O presidente da Comissão Parlamentar Mista de Inquérito (CPMI) que investiga fraudes no Instituto Nacional do Seguro Social (INSS), senador Carlos Viana (Podemos-MG), anunciou nesta quinta-feira (12) que irá acionar o Supremo Tribunal Federal (STF) para tentar garantir a prorrogação dos trabalhos do colegiado. A estratégia será apresentar um mandado de segurança à Corte.
Segundo o senador, a decisão foi tomada após a falta de resposta do presidente do Senado, Davi Alcolumbre (União-AP), sobre o pedido de extensão do prazo da comissão.

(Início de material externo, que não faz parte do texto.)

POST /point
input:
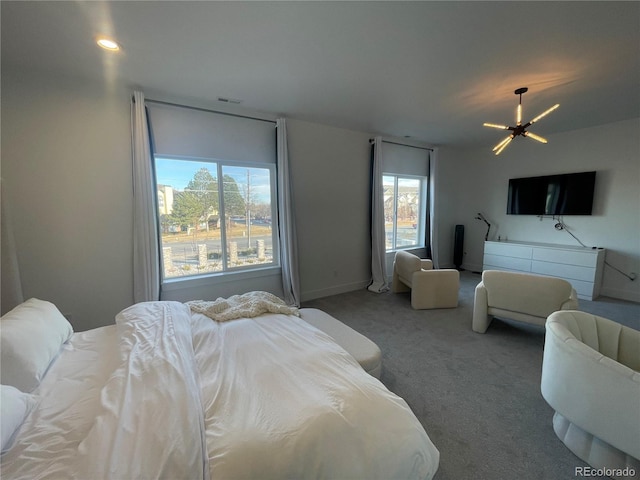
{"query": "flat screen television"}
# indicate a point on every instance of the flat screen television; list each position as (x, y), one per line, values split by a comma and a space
(564, 194)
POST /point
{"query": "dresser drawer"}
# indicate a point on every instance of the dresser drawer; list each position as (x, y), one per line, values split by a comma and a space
(497, 262)
(568, 257)
(507, 250)
(569, 272)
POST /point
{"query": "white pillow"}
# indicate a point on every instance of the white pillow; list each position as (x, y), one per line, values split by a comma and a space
(14, 408)
(31, 336)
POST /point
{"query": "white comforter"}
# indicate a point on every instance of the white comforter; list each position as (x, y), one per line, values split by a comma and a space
(181, 396)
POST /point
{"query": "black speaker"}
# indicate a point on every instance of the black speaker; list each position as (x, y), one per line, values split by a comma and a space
(458, 246)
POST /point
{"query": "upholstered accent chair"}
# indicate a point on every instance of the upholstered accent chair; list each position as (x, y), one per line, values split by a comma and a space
(429, 288)
(520, 296)
(590, 377)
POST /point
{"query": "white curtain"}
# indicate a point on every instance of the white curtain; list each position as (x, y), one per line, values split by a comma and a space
(433, 224)
(286, 221)
(378, 248)
(11, 282)
(146, 267)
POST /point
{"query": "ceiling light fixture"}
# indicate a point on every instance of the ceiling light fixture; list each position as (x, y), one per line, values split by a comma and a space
(108, 44)
(520, 129)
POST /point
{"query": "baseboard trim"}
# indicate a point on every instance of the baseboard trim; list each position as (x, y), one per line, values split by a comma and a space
(620, 294)
(334, 290)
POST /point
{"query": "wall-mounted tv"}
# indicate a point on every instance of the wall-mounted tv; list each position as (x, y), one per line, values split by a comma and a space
(564, 194)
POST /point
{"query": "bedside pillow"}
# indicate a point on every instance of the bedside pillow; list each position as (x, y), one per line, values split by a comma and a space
(31, 336)
(14, 408)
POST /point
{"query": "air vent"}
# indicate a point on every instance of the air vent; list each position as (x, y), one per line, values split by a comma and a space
(229, 100)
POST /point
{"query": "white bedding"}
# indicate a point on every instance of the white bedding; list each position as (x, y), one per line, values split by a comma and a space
(170, 394)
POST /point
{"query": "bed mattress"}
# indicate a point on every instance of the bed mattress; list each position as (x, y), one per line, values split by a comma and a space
(170, 394)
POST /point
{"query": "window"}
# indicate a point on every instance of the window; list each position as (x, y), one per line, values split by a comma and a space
(207, 229)
(216, 192)
(404, 204)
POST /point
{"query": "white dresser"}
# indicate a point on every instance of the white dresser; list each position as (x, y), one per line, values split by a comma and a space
(581, 266)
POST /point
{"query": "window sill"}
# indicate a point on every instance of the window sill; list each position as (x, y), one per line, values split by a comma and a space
(183, 283)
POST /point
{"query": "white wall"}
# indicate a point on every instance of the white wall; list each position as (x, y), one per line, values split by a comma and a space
(330, 174)
(66, 166)
(612, 150)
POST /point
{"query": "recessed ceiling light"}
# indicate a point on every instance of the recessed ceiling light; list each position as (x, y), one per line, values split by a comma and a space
(108, 44)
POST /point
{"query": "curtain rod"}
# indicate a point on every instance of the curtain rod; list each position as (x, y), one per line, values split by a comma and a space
(403, 145)
(170, 104)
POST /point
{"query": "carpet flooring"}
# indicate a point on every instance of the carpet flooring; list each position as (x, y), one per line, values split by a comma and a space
(477, 395)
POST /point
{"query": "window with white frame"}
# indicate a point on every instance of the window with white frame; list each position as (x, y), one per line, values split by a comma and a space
(216, 192)
(404, 215)
(404, 182)
(220, 217)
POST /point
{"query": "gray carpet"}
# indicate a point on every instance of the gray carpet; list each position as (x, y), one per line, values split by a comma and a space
(477, 396)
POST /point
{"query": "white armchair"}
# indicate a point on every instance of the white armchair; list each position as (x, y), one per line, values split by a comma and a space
(520, 296)
(429, 288)
(591, 378)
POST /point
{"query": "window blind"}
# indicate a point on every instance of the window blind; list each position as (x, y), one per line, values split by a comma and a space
(405, 160)
(187, 132)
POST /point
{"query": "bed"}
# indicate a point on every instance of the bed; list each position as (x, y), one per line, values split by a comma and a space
(167, 392)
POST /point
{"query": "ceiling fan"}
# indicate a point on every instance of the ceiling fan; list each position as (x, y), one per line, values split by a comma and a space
(520, 129)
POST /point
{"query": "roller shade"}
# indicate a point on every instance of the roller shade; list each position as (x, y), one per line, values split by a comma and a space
(405, 160)
(187, 132)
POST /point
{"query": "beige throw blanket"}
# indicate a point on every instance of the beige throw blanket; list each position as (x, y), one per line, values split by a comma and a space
(247, 305)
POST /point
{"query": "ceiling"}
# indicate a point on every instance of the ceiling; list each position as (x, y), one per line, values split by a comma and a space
(433, 71)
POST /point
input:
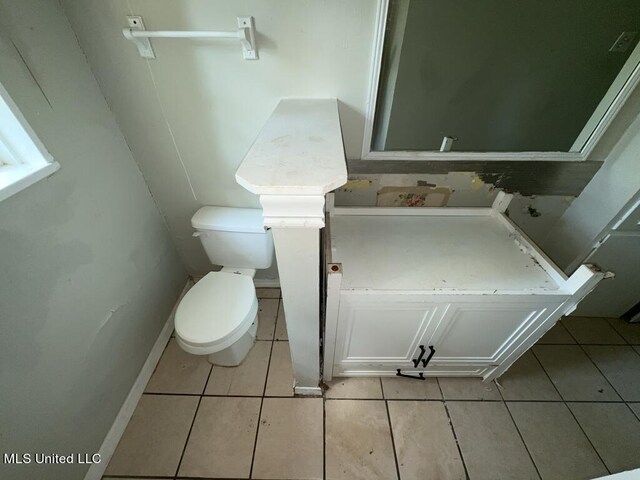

Atualmente, a CPMI tem previsão de encerrar suas atividades no fim deste mês, e os integrantes do colegiado querem ao menos mais 60 dias para concluir as investigações.
De acordo com Viana, o objetivo da ação no STF é assegurar o que ele considera ser um direito constitucional das minorias parlamentares de prorrogar o funcionamento de uma comissão de inquérito quando há número suficiente de assinaturas para isso. O parlamentar argumenta que houve omissão da Mesa do Congresso ao não receber nem fazer a leitura do requerimento de prorrogação apresentado pelos membros da comissão.
“O que estamos pedindo é simples: que a Constituição seja respeitada e que a investigação siga até o fim”, afirmou o senador durante a reunião da CPMI.
A CPMI foi instalada para investigar um esquema bilionário de descontos indevidos em benefícios de aposentados e pensionistas do INSS. As suspeitas envolvem associações e entidades que teriam realizado cobranças sem autorização dos beneficiários, gerando prejuízos estimados em bilhões de reais.